The Google File System

Krisha Mehta
Computers, Papers and Everything
5 min readJan 3, 2019

The paper we will be studying today is important in many aspects. It talks about storage systems and how this particular system was different from the ones that existed before it. At the same time, for Google, this system was an important part of Map Reduce, which will be discussed in my next article.

The paper we will be studying today is important in many aspects. It talks about storage systems and how this particular system was different from the ones that existed before it. At the same time, for Google, this system was an important part of Map Reduce, which will be discussed in my next article.

Introduction

From the introduction of the paper, we have:

We have designed and implemented the Google File System (GFS) to meet the rapidly growing demands of Google’s data processing needs. GFS shares many of the same goals as previous distributed file systems such as performance, scalability, reliability, and availability. However, its design has been driven by key observations of our application workloads and technological environment, both current and anticipated, that reflect a marked departure from some earlier file system design assumptions.

This is one of the most important features of GFS. GFS was built specifically to meet the growing processing demands that Google encountered. What was the best way to meet those demands?
To study and anticipate their workloads and operations and build a system that supports that.

The GFS is different than other file systems. The main differences between other file systems and GFS are :

  1. Hardware failures are common for any system. The rate at which these failures occur increase at a higher rate when the file system is as huge as the one at Google. The quantity and quality of the components virtually guarantee that some are not functional at all times. Due to this, error detection and continuous monitoring become essential. The goal is to build software that helps in reducing these failures.
  2. GPS mainly supports huge files. This is natural given the amount of data Google encounters and handles on a regular basis.
  3. Most files are mutated by appending new data rather than overwriting data. Random writes within a file do not exist. This helps in optimization as well as atomicity guarantees.
  4. The flexibility of the system is increased by co-designing the applications and the file system API.

Interface

The GFS supports usual file operations that include create, delete, read, write, open and close. Along with this, GFS has two more additional operations, snapshot and record append.
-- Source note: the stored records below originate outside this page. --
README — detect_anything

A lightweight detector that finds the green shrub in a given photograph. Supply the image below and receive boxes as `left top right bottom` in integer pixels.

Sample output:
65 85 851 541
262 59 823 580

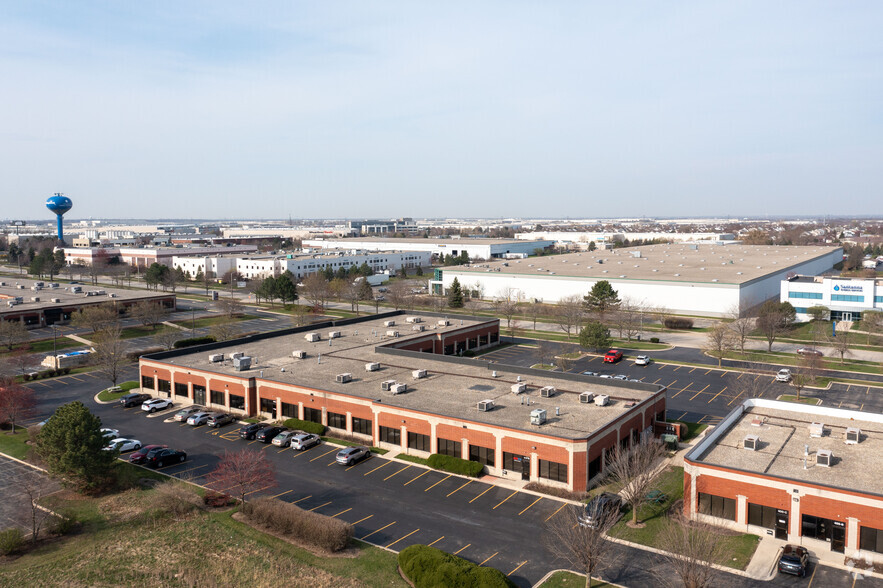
399 545 515 588
426 453 484 478
282 419 325 435
0 527 25 555
174 335 217 349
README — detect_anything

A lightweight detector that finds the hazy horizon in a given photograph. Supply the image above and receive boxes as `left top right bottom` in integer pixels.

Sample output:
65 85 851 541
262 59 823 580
0 2 883 221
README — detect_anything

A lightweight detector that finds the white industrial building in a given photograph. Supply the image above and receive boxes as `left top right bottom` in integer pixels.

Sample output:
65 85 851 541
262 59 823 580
779 276 883 321
303 238 555 259
430 244 843 316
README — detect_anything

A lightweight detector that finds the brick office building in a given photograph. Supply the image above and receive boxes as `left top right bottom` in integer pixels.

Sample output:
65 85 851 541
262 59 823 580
684 399 883 562
140 313 665 490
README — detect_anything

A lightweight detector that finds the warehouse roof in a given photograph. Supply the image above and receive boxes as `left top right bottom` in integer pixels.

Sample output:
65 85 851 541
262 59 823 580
445 243 836 284
154 315 665 439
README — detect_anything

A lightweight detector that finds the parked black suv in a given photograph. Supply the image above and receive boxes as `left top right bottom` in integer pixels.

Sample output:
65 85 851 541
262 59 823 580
779 544 809 578
254 427 288 443
120 392 153 408
239 423 270 439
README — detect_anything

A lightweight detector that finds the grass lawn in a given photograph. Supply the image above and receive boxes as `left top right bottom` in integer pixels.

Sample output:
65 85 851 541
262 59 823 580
0 482 407 588
0 426 30 459
610 467 759 570
539 572 614 588
98 380 139 402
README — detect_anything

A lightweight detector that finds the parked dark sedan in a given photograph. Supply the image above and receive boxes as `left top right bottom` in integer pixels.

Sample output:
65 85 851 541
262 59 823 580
254 427 288 443
120 392 153 408
129 445 168 463
239 423 270 439
779 544 809 578
147 448 187 468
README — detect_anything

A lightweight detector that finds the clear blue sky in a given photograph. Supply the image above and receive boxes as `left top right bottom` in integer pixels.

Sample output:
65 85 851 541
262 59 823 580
0 0 883 219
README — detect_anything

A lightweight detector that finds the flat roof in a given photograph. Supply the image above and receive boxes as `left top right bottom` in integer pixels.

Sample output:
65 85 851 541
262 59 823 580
444 243 835 284
154 314 665 439
0 276 175 315
687 400 883 495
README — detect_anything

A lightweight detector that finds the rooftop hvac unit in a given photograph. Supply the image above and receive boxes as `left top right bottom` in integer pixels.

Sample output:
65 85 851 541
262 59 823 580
742 435 760 451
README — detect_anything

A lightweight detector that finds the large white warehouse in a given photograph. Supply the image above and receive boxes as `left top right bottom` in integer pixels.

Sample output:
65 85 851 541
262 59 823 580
431 244 843 316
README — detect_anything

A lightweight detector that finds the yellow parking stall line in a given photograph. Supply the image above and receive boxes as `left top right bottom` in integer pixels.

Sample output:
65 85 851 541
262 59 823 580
518 496 543 516
469 486 496 504
365 461 392 476
402 470 432 486
310 447 338 461
491 490 518 510
690 384 711 402
445 480 472 498
424 474 453 492
708 386 727 404
386 529 420 549
383 465 412 482
362 521 396 540
543 502 567 523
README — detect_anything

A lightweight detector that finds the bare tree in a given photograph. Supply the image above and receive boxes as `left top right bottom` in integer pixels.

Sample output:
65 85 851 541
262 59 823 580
654 519 727 588
208 449 276 502
607 434 665 525
0 319 29 351
543 505 619 588
705 323 734 367
555 294 586 340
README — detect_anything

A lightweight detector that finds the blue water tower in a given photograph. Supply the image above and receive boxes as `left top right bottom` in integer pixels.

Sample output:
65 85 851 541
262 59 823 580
46 193 74 243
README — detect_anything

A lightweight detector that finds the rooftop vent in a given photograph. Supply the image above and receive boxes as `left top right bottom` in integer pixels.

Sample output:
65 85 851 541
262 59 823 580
742 435 760 451
530 408 546 425
478 400 494 412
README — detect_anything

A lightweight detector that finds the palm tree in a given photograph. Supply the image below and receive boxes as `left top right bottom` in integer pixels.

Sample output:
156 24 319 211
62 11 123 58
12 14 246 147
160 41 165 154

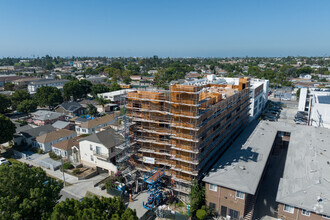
97 97 109 108
86 104 98 116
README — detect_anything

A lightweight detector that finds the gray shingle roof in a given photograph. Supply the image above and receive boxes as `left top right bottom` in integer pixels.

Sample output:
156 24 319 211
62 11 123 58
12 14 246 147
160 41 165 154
52 121 70 129
82 128 125 148
19 124 56 138
32 110 63 121
56 102 82 112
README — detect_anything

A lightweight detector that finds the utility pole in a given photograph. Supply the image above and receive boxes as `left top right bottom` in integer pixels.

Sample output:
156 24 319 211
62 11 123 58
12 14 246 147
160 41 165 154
61 157 66 187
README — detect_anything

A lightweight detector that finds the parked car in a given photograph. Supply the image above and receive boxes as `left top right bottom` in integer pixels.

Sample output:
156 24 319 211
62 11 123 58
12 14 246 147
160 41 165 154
264 117 277 121
0 157 10 165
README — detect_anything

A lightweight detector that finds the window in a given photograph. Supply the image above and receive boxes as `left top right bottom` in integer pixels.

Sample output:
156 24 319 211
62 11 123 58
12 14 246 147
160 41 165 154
220 206 227 217
283 205 294 214
209 202 216 210
235 191 244 199
210 184 217 192
228 209 239 219
96 147 101 155
301 209 311 216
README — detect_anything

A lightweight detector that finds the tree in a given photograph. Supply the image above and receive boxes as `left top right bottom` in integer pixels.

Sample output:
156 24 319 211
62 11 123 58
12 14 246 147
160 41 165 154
11 90 31 109
109 82 121 92
35 86 63 107
0 94 11 114
91 84 109 97
17 100 37 114
97 97 109 107
4 82 15 91
63 80 85 100
0 114 16 144
189 180 205 215
79 79 93 96
86 104 97 116
45 63 55 70
51 196 138 220
196 209 206 220
0 163 62 220
122 70 132 84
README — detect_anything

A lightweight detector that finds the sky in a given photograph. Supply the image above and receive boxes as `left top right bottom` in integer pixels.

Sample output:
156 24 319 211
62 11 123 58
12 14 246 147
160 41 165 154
0 0 330 57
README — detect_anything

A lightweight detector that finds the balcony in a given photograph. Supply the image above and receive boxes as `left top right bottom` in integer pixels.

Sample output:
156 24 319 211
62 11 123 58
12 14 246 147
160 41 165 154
93 150 109 160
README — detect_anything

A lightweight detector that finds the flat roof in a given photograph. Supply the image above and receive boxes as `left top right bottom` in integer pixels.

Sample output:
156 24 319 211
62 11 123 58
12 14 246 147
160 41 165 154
317 95 330 105
203 121 330 216
203 121 277 195
276 126 330 216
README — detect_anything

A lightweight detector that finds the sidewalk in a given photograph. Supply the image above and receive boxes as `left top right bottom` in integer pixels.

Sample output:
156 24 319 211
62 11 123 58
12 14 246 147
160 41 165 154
17 158 79 184
18 158 112 199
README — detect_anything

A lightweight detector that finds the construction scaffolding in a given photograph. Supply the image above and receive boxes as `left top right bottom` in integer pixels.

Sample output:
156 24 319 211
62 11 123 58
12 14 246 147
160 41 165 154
143 168 166 210
127 78 249 201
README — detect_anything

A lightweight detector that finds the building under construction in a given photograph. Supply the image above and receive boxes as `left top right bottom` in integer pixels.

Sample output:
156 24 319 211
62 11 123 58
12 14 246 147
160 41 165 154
127 75 250 201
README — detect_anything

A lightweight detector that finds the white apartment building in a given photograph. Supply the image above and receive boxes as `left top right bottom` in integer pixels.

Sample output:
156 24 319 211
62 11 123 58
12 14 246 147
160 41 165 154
28 79 69 94
79 128 125 174
250 79 269 120
36 129 77 152
298 88 330 128
97 89 135 103
76 114 115 135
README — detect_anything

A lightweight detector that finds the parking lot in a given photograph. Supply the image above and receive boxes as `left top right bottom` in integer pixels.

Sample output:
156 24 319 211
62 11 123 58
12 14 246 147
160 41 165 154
261 99 298 124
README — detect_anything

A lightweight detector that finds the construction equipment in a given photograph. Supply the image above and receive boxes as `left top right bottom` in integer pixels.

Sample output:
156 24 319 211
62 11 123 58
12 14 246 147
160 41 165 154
142 168 166 210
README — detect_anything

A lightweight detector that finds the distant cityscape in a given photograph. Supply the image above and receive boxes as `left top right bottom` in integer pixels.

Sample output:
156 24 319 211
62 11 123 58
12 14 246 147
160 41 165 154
0 55 330 220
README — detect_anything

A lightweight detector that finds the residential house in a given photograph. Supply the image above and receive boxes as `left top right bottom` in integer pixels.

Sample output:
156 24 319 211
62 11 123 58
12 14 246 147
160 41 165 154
76 114 117 135
14 124 56 147
52 121 74 130
52 136 82 164
203 121 330 220
70 117 88 125
28 79 69 94
79 128 125 174
36 129 77 152
79 99 98 108
130 75 142 81
31 110 65 126
97 89 135 104
55 102 85 117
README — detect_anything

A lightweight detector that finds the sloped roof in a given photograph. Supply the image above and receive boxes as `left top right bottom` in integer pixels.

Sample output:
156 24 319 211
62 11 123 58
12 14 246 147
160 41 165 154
16 125 33 133
36 129 75 143
32 110 63 121
82 128 125 148
17 124 56 138
56 102 82 112
52 136 82 151
80 114 115 128
52 121 70 129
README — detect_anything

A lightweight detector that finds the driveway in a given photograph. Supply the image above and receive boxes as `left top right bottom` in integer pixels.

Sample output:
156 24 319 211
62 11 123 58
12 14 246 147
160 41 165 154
61 173 111 199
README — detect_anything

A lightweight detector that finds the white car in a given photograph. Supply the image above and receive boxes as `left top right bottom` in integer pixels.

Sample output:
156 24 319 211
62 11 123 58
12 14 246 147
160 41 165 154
0 157 9 165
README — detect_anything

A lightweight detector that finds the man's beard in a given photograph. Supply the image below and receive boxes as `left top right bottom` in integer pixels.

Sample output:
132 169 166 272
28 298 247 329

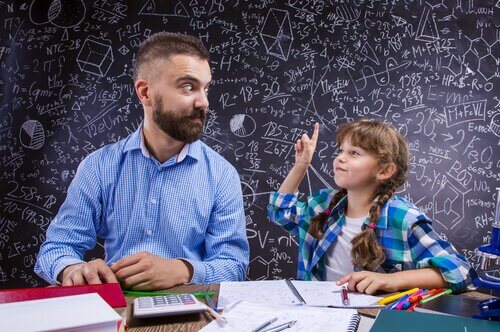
153 96 205 143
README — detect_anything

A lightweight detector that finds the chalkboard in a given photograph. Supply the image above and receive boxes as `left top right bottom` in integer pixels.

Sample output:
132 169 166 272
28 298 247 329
0 0 500 288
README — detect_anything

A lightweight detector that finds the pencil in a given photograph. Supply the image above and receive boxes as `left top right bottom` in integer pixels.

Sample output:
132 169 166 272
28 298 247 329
123 290 215 299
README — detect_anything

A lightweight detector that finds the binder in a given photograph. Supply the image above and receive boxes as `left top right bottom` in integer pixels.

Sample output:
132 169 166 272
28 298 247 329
0 283 127 308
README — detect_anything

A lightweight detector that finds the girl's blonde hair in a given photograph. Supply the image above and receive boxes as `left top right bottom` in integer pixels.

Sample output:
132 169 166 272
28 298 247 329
309 119 409 270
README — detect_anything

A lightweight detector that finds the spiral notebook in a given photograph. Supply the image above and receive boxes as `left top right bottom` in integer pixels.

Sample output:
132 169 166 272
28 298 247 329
217 280 383 309
200 301 361 332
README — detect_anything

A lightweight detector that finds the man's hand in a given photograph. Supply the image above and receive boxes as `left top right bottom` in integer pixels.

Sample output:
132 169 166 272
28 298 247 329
111 252 193 290
337 271 399 294
59 259 118 286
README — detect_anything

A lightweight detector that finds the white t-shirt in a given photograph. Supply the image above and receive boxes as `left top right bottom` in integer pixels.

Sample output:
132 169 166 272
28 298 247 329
323 216 367 281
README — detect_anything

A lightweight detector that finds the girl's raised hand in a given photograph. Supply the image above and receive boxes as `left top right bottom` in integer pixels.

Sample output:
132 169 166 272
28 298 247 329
295 123 319 168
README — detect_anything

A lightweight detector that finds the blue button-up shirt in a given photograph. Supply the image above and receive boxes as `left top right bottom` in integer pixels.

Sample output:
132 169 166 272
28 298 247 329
35 128 249 283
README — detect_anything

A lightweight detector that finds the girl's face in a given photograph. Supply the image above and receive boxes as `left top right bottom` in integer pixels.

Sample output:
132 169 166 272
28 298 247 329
333 138 378 190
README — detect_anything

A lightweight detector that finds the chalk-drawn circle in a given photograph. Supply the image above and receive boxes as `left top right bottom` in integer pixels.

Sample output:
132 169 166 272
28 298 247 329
29 0 52 25
490 113 500 137
229 114 257 137
241 181 255 210
19 120 45 150
48 0 86 28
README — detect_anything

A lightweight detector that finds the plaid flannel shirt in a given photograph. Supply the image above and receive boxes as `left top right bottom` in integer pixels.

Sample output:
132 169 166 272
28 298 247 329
268 189 476 292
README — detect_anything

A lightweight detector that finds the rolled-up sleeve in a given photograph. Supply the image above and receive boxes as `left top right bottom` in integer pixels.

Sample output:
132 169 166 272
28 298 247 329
183 168 249 283
35 154 102 284
408 221 476 293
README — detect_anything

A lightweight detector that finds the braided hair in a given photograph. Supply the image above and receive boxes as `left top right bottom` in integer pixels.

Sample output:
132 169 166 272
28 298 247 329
309 119 409 270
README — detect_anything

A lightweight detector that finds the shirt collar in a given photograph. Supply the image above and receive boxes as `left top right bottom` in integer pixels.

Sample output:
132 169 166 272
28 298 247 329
330 196 394 229
123 125 201 163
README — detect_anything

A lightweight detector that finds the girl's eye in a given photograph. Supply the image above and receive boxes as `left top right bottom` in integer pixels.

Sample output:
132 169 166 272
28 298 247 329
182 84 193 92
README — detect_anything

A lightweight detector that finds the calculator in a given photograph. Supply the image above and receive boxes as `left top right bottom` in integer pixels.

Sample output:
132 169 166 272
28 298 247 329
134 294 207 318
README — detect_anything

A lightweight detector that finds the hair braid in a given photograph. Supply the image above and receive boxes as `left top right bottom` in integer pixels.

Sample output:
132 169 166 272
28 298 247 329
309 189 347 239
351 180 396 271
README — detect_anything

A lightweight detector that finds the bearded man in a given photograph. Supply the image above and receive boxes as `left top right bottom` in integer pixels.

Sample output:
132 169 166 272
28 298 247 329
35 32 249 290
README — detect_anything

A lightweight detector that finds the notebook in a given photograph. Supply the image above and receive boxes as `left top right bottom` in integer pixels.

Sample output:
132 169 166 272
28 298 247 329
217 280 383 309
0 283 127 308
200 301 360 332
370 309 500 332
415 294 481 317
0 293 121 332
Traditional append enables the writer to add or “append” to the end of the file. However, this becomes complicated when two or more users want to append at the same time i.e concurrently. Normally, when such a situation arises, only one of the two append operation is picked. However, for a system like the one Google uses, this can be time-consuming as concurrent appends are encountered quite often. Let us take the example of a user who searches the word “Universe.” There would be several web crawlers working together on a file adding resources. Concurrent operations are bound to happen. In this case, the results from multiple clients are merged together.

Snapshot makes a copy of a file or directory tree almost immediately while minimizing any interruptions of ongoing mutations. This is done to quickly create copies of the huge dataset or to checkpoint the current state so that future changes can be rollbacked. The paper further explains how this works

We use standard copy-on-write techniques to implement snapshots. When the master receives a snapshot request, it first revokes any outstanding leases on the chunks in the files it is about to snapshot. This ensures that any subsequent writes to these chunks will require interaction with the master to find the leaseholder. This will give the master an opportunity to create a new copy of the chunk first.

I will explain what the terms master and chunks mean in a moment.

Architecture

A GFS cluster consists of a single master and multiple chunkservers and is accessed by multiple clients, as shown in Figure 1.

The diagram is taken from the paper.

Files in GFS are divided into chunks. Chunkservers store chunks on the local disks as Linux files and read or write chunkdata specified by a chunkhandle and byte-range. Each chunk is also replicated on multiple chunkservers. This avoids any loss of data if and when the hardware fails. The default number of replicas is three. The master maintains all file system metadata which includes the namespace, access control information, the mapping from files to chunks and the current locations of the chunks. The clients communicate with the master and the chunkservers. The clients do not cache the file data as the files are huge. It also avoids cache coherence issues. Chunkservers do not cache any data because the chunks are stored as local files.

One of the most common issues that a master in any system suffers is a bottleneck. It is necessary that the load is balanced among the various components of the system. Otherwise, if the master fails, it will lead to a single point failure. GFS avoids this. It minimizes the master’s involvement in reads and writes so that it does not become a bottleneck. Clients never read
and write file data through the master. Instead, a client asks the master which chunkservers it should contact. It caches this information for a limited time and interacts with the chunkservers directly for many subsequent operations. Hence, the master is moved off the critical path to avoid a bottleneck. When a master fails, a new master is needed. To overcome this problem, journaling is used. Journals change the namespace and replicate the master.

The paper further talks about implementing such a system for production as well as for research. The Google File System demonstrates the qualities essential for supporting large-scale data processing workloads on commodity hardware. While some of its features may be specific to the work done at Google, most of it can be used by other organizations as well, especially by those that encounter large-scale data on a daily basis.